After all, without dry powder there will be no explosions. One of the
concluding chapters highlights the importance of timing. When an opportunity arises,
you have to have the sense to understand it, the psychology to seize it and the
resources to do so. I read it as buying stocks when they are cheap and others
are on their knees due to high debt yields, buying gold in anticipation of the
next period of inflation while others greedily throw themselves at the same
expensive haymakers as the rest of the crowd, and more specifically buying the
economy's framework in the form of oil and banking when those sectors swing
back in share of the stock market to the detriment of fluffier sectors without
significant near-term cash flow relative to company value.
So is now not the time
to look for a hidden super yield somewhere? Forget ten-baggers and 100-baggers
unless you have a lot of specific knowledge and a network that gives you
reasonable opportunities to get in early and cheap. Your life-changing
investment today is not about hoping that irrational speculative bubbles and
multiple expansion will do all the work for you by lifting old winners back to
the top. That's exactly the greed and hope for luck that Babylon warns against.
More rational than
hoping for an imminent solution to China's covid crisis, the West's inflation
problems and the energy crisis is to build resilience to a continuation of the
troublesome trends.
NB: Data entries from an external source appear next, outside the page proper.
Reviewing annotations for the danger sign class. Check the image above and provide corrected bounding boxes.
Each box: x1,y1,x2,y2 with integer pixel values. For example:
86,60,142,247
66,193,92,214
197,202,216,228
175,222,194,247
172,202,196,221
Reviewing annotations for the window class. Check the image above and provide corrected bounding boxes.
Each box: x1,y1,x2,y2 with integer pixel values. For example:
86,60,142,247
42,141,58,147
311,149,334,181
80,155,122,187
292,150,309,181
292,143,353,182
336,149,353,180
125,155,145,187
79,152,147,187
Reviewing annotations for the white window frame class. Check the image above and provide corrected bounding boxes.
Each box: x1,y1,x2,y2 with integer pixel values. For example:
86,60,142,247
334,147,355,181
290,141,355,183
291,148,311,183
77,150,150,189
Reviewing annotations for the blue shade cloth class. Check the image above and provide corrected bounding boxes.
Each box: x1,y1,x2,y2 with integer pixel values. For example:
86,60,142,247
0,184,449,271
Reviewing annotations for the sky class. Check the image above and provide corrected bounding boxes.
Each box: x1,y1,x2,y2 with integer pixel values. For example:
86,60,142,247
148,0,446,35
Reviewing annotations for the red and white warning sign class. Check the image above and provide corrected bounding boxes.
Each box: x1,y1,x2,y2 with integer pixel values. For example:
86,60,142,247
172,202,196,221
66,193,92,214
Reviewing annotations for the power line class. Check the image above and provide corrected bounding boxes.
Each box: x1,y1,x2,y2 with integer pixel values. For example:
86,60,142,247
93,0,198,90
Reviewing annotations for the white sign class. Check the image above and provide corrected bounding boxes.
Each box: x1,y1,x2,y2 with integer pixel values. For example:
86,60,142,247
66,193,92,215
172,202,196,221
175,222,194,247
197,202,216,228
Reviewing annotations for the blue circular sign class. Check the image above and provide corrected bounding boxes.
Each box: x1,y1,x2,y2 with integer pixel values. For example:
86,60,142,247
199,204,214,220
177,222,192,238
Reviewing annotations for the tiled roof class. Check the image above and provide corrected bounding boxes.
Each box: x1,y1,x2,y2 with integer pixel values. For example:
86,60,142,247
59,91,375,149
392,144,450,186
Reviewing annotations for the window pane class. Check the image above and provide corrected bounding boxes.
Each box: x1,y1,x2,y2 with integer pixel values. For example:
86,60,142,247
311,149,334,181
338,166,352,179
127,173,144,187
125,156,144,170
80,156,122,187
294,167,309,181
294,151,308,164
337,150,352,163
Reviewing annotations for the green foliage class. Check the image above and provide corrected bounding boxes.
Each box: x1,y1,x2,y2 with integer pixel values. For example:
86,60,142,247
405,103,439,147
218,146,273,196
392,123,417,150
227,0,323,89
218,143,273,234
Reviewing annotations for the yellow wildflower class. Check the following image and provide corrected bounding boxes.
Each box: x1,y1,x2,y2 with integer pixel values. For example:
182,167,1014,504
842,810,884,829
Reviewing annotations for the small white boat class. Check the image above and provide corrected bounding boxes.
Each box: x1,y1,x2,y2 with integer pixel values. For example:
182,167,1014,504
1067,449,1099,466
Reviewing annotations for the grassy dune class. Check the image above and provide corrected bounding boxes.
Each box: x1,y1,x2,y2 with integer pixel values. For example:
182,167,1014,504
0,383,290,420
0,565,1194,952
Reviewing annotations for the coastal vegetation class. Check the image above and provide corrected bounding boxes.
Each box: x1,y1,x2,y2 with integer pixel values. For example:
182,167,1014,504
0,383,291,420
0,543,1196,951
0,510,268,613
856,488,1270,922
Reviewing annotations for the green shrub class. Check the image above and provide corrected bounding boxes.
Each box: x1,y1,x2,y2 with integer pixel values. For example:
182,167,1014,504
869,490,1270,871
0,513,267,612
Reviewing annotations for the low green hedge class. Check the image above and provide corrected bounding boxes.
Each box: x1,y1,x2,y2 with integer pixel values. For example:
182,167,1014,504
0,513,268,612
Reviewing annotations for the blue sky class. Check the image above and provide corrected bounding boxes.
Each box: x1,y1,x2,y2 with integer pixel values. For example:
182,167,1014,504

That means focusing today on cheap sectors with clear cash
flows. Here, oil companies and banks are in a good position with earnings
multiples of 9-10 and also positive correlation with rising inflation, widening
interest rate spreads, higher oil prices and, not least, cannibalisation of
other stock market sectors in the form of both earnings and multiple-enhancing
sector rotations. Fixed income and precious metals such as gold and silver (or
mining companies) are also attractive alternatives to expensive technology,
engineering and consumer staples companies. The strategy then is to wait for more
normalized overall stock market valuation levels and gradually shift from the
parking lots to more exciting companies as the panic intensifies. However, it's
important not to get too greedy in the hunt for bargain prices either and start
accumulating in time.
For now, it's gold,
oil, banks and interest rates. They are not tenfolds, but they can at least be
considered a bit cheap and represent excellent investments and "dry
powder" relative to the other options. At the next stage, after all, some
hopefuls in sustainable energy and green transition may deserve a bet. I'll
have reason to come back to uranium, nuclear, energy storage and battery
minerals later, perhaps as early as the summer of 2023. Your life-changing
investment is not in taking wild chances at every turn, least of all now. It
lies in learning about valuation and wise reflection, and about time in the
right market at the right time, rather than mindless time in the almost
meaningless concept of "the stock market".